Here, the first comparative example will be described with reference to FIG. In the high pressure pump 101 of the first comparative example, the plunger 400 has a large column portion 401 having a large diameter and a small column portion 402 having an outer diameter smaller than that of the large column portion 401. The large column portion 401 is inserted inside the cylinder 10. The small column portion 402 protrudes on the opposite side of the cylinder 10 from the pressurizing chamber 15. The plunger 400 has a step 403 at a location where the large column portion 401 and the small column portion 402 are connected. The annular spacer 50 provided at the end of the cylinder 10 opposite to the pressurizing chamber 15 has an inner diameter corresponding to the small column portion 402 of the plunger 400. Therefore, in the high pressure pump 101 of the first comparative example, the plunger 400 is prevented from dropping from the cylinder 10 by the step 403 of the plunger 400 being locked to the spacer 50 before being attached to the internal combustion engine. It is.

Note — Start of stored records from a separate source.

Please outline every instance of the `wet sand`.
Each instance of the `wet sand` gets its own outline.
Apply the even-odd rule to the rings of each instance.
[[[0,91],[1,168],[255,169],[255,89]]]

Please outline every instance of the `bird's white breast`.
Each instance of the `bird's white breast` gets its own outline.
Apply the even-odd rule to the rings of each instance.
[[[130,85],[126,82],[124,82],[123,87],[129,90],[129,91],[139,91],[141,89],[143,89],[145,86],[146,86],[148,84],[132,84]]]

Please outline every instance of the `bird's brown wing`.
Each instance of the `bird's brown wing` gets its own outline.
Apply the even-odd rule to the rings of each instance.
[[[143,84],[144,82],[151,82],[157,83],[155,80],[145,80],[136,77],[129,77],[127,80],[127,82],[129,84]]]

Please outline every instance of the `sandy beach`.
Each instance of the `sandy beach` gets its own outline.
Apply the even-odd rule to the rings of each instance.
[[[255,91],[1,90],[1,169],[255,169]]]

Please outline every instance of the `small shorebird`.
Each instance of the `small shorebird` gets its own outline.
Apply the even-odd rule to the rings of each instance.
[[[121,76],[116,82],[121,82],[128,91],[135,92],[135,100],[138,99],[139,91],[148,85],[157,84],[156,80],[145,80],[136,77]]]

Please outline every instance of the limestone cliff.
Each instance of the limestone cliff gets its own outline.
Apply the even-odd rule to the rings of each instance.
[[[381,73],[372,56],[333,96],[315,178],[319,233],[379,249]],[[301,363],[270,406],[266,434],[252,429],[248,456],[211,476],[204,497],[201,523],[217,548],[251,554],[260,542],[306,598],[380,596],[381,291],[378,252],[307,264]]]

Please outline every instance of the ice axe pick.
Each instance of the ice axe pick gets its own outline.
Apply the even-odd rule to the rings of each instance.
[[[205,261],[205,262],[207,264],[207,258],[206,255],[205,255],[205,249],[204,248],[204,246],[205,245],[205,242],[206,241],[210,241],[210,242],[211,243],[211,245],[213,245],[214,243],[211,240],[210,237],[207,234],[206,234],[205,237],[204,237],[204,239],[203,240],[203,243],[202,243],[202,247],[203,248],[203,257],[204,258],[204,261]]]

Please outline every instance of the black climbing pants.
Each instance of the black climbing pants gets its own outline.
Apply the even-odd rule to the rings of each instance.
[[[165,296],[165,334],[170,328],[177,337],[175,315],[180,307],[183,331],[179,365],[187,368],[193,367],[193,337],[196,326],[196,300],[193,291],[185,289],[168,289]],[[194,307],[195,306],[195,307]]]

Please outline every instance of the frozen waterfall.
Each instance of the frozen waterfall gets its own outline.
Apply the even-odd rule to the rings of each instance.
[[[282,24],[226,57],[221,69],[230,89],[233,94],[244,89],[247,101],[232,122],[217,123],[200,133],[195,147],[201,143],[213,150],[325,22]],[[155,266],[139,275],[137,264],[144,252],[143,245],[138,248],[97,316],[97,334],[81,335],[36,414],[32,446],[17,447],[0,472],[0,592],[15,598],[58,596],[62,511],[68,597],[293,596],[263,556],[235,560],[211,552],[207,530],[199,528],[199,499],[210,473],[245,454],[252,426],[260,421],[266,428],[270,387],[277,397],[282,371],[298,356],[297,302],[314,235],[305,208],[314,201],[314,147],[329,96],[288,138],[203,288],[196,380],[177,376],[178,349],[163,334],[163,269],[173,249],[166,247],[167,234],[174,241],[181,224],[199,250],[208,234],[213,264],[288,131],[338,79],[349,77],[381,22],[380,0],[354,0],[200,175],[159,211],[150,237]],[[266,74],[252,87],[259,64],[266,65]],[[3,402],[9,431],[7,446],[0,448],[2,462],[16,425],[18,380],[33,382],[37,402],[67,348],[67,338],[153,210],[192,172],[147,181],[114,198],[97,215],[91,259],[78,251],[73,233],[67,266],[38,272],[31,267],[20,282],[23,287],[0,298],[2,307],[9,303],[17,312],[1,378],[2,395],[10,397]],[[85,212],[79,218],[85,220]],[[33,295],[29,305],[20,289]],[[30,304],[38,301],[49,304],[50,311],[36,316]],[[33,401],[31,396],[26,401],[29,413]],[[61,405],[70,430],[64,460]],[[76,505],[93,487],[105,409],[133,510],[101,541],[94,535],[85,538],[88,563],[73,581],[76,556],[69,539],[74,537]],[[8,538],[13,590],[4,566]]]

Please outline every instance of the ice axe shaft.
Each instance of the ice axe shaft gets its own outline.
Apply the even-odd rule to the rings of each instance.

Incidentally, in general, when the plunger 400 reciprocates in the cylinder 10 due to the rotation of the cam 8, the plunger 400 may be displaced in the rotation direction of the cam 8. In this case, in the high pressure pump 101 of the first comparative example, it is conceivable that the load acting on the inner wall of the cylinder 10 is increased from the step 403 provided at the connection portion between the large column portion 401 and the small column portion 402. Therefore, in the high pressure pump 101 of the first comparative example, there is a concern that the seizure resistance of the plunger 400 is reduced as compared with the plunger 40 of the first embodiment.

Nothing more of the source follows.